This Week's Multiple Perspectives In Multiple Sclerosis (MPMS)

• Mapping progress of MS. Researchers show that inflammatory processes drive multiple sclerosis disease, leading to ‘amplification cycle’ that furthers neurodegeneration. This opens up new avenues for treatment, including initial targeted treatment for the initial inflammation, in addition to shedding light on disease pathogenesis. 
• TREM2 the rescue. A new protein, TREM2, might help slow disease progression by aiding microglia, a key immune cell in the CNS, in clearing plaques in Alzheimers and myelin fragments in multiple sclerosis. Understanding the key molecules and processes that help ‘clean’ the brain are fundamental to learning how to manage damage in the CNS. 
• Exercise prescriptions. A new study suggests that targeted balance-training prescriptions can help with managing balance deficits in MS. This study highlights the importance of developing individual treatment goals to maintain mobility.
• New molecule may limit inflammation. A new molecule, MCC950, has been shown to inhibit inflammatory processes that may play a role in diseases like multiple sclerosis. The benefits of MCC950 would be great since it can be given orally and can be cleared more quickly from the body, which would allow for clearance of infections if needed.

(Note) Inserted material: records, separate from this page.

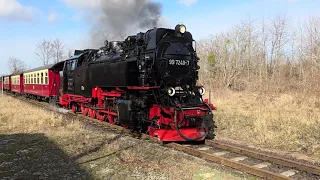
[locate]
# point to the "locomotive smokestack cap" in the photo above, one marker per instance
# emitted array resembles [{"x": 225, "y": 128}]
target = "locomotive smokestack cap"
[{"x": 180, "y": 28}]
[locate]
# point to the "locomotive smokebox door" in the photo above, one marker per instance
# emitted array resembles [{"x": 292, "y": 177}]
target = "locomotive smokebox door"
[{"x": 124, "y": 108}]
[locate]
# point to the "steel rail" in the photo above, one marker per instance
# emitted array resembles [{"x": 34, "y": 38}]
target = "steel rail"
[{"x": 205, "y": 155}]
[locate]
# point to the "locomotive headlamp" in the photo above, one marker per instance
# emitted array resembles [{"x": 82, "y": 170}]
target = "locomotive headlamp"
[
  {"x": 171, "y": 91},
  {"x": 180, "y": 28},
  {"x": 202, "y": 91}
]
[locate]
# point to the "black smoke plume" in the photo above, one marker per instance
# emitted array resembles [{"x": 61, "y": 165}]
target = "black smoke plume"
[{"x": 117, "y": 19}]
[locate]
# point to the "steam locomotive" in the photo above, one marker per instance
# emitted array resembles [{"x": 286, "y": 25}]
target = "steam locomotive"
[{"x": 147, "y": 83}]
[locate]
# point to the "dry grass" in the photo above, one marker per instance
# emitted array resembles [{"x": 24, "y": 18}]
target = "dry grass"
[
  {"x": 101, "y": 155},
  {"x": 288, "y": 122}
]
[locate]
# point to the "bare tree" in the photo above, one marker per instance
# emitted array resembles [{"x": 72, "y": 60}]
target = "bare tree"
[
  {"x": 16, "y": 65},
  {"x": 57, "y": 48},
  {"x": 44, "y": 51}
]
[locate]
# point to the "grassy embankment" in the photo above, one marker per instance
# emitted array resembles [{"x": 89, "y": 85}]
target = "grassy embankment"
[{"x": 287, "y": 122}]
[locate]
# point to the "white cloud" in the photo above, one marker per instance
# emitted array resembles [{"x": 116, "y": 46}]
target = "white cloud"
[
  {"x": 81, "y": 4},
  {"x": 12, "y": 10},
  {"x": 187, "y": 2},
  {"x": 52, "y": 18}
]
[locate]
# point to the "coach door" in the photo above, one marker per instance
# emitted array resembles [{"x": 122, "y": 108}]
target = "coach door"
[{"x": 68, "y": 75}]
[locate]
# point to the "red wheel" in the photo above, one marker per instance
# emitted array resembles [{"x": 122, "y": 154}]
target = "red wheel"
[
  {"x": 92, "y": 113},
  {"x": 84, "y": 111},
  {"x": 112, "y": 120},
  {"x": 74, "y": 108},
  {"x": 101, "y": 116}
]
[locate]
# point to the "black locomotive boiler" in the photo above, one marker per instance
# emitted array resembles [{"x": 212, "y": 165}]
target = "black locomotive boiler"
[{"x": 147, "y": 83}]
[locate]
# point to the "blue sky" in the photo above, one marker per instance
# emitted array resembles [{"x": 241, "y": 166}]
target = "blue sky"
[{"x": 23, "y": 23}]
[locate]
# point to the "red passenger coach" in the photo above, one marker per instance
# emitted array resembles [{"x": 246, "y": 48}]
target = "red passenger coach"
[
  {"x": 42, "y": 82},
  {"x": 7, "y": 83},
  {"x": 17, "y": 83}
]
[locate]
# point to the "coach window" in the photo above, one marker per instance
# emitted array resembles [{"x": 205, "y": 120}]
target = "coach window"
[
  {"x": 46, "y": 78},
  {"x": 41, "y": 78}
]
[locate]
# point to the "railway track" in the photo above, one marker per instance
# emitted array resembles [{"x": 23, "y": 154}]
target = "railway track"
[{"x": 245, "y": 160}]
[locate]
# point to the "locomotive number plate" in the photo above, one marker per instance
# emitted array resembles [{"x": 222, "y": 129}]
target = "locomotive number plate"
[{"x": 179, "y": 62}]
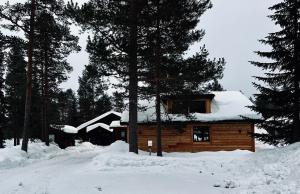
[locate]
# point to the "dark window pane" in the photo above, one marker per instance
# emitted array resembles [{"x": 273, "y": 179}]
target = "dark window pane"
[
  {"x": 179, "y": 107},
  {"x": 200, "y": 134},
  {"x": 197, "y": 107}
]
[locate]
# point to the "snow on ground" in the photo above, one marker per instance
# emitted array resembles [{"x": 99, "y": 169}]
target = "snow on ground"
[{"x": 89, "y": 169}]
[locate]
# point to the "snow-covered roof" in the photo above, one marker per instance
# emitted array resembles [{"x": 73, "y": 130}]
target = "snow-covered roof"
[
  {"x": 66, "y": 128},
  {"x": 116, "y": 124},
  {"x": 97, "y": 119},
  {"x": 226, "y": 105},
  {"x": 94, "y": 126}
]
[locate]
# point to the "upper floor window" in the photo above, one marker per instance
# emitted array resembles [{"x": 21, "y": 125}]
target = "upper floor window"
[{"x": 201, "y": 134}]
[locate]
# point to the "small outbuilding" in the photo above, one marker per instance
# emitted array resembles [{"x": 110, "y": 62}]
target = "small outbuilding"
[
  {"x": 63, "y": 135},
  {"x": 198, "y": 122}
]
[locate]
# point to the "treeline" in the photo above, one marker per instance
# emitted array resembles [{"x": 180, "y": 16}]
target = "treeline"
[
  {"x": 143, "y": 45},
  {"x": 63, "y": 107},
  {"x": 53, "y": 43}
]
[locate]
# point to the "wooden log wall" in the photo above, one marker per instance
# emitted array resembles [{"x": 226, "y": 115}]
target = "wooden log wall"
[{"x": 225, "y": 136}]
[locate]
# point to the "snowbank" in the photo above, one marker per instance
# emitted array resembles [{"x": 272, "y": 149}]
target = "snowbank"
[
  {"x": 87, "y": 168},
  {"x": 11, "y": 156}
]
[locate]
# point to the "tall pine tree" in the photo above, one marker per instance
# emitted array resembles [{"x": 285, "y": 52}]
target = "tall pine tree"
[
  {"x": 2, "y": 98},
  {"x": 91, "y": 94},
  {"x": 67, "y": 108},
  {"x": 55, "y": 43},
  {"x": 15, "y": 85},
  {"x": 278, "y": 100}
]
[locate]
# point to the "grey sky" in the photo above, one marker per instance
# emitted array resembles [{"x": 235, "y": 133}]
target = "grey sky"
[{"x": 232, "y": 27}]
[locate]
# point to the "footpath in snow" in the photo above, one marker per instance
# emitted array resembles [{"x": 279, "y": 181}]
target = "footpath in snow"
[{"x": 89, "y": 169}]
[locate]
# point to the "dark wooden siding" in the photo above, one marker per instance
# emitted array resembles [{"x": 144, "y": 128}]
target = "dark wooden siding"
[{"x": 223, "y": 136}]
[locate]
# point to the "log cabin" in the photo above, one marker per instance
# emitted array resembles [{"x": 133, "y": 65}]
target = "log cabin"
[{"x": 199, "y": 122}]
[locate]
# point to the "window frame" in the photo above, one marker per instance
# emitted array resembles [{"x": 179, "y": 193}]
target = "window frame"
[{"x": 201, "y": 142}]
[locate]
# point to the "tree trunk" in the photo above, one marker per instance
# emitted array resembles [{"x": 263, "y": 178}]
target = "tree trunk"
[
  {"x": 296, "y": 114},
  {"x": 133, "y": 80},
  {"x": 46, "y": 100},
  {"x": 157, "y": 71},
  {"x": 26, "y": 129}
]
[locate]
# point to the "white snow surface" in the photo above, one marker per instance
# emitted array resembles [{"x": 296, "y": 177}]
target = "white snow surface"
[
  {"x": 102, "y": 125},
  {"x": 89, "y": 169},
  {"x": 69, "y": 129},
  {"x": 226, "y": 105},
  {"x": 97, "y": 119}
]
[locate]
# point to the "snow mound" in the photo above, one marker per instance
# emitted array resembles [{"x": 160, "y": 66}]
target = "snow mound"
[
  {"x": 272, "y": 171},
  {"x": 226, "y": 105},
  {"x": 118, "y": 147}
]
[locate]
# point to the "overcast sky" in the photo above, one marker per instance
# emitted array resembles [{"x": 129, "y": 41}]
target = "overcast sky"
[{"x": 232, "y": 27}]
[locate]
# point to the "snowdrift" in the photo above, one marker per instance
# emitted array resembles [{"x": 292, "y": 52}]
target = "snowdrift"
[{"x": 266, "y": 171}]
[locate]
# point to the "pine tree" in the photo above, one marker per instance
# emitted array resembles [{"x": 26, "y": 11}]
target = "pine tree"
[
  {"x": 2, "y": 98},
  {"x": 118, "y": 101},
  {"x": 22, "y": 16},
  {"x": 278, "y": 100},
  {"x": 55, "y": 43},
  {"x": 15, "y": 87},
  {"x": 146, "y": 42},
  {"x": 48, "y": 43},
  {"x": 67, "y": 108},
  {"x": 170, "y": 29},
  {"x": 91, "y": 96}
]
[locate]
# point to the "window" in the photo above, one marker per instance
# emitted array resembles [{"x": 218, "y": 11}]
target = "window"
[
  {"x": 179, "y": 107},
  {"x": 197, "y": 107},
  {"x": 186, "y": 106},
  {"x": 201, "y": 134}
]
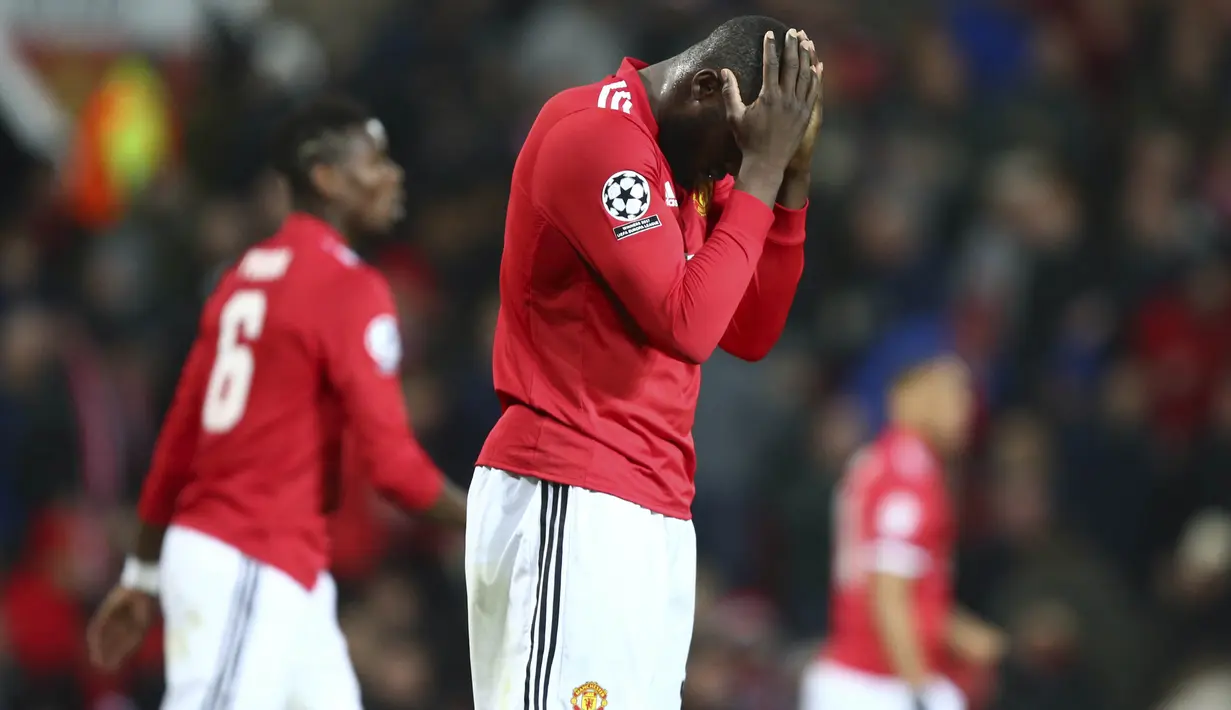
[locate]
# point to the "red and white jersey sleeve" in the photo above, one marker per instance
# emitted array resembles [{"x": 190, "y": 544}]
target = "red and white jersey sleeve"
[{"x": 362, "y": 346}]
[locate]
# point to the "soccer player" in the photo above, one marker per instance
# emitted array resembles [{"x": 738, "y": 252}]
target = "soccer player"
[
  {"x": 297, "y": 346},
  {"x": 894, "y": 625},
  {"x": 630, "y": 255}
]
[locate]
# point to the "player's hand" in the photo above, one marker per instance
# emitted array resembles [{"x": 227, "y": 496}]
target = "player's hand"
[
  {"x": 118, "y": 626},
  {"x": 771, "y": 129},
  {"x": 803, "y": 159}
]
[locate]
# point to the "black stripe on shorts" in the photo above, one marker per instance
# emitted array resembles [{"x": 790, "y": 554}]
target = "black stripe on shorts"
[
  {"x": 554, "y": 507},
  {"x": 232, "y": 649}
]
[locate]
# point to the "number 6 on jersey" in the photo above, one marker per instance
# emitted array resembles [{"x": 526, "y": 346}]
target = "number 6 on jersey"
[{"x": 232, "y": 375}]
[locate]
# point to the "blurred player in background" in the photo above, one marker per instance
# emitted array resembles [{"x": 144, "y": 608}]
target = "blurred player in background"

• Want to know who is funding clinical trials? Many participants do. According to a new study published online in Multiple Sclerosis Journal, patients would like to know about funding sources as part of the informed consent of clinical trials. This is not just important to highlight potential conflict of interests, but also highlight the need to develop clear guidelines about proper disclosure.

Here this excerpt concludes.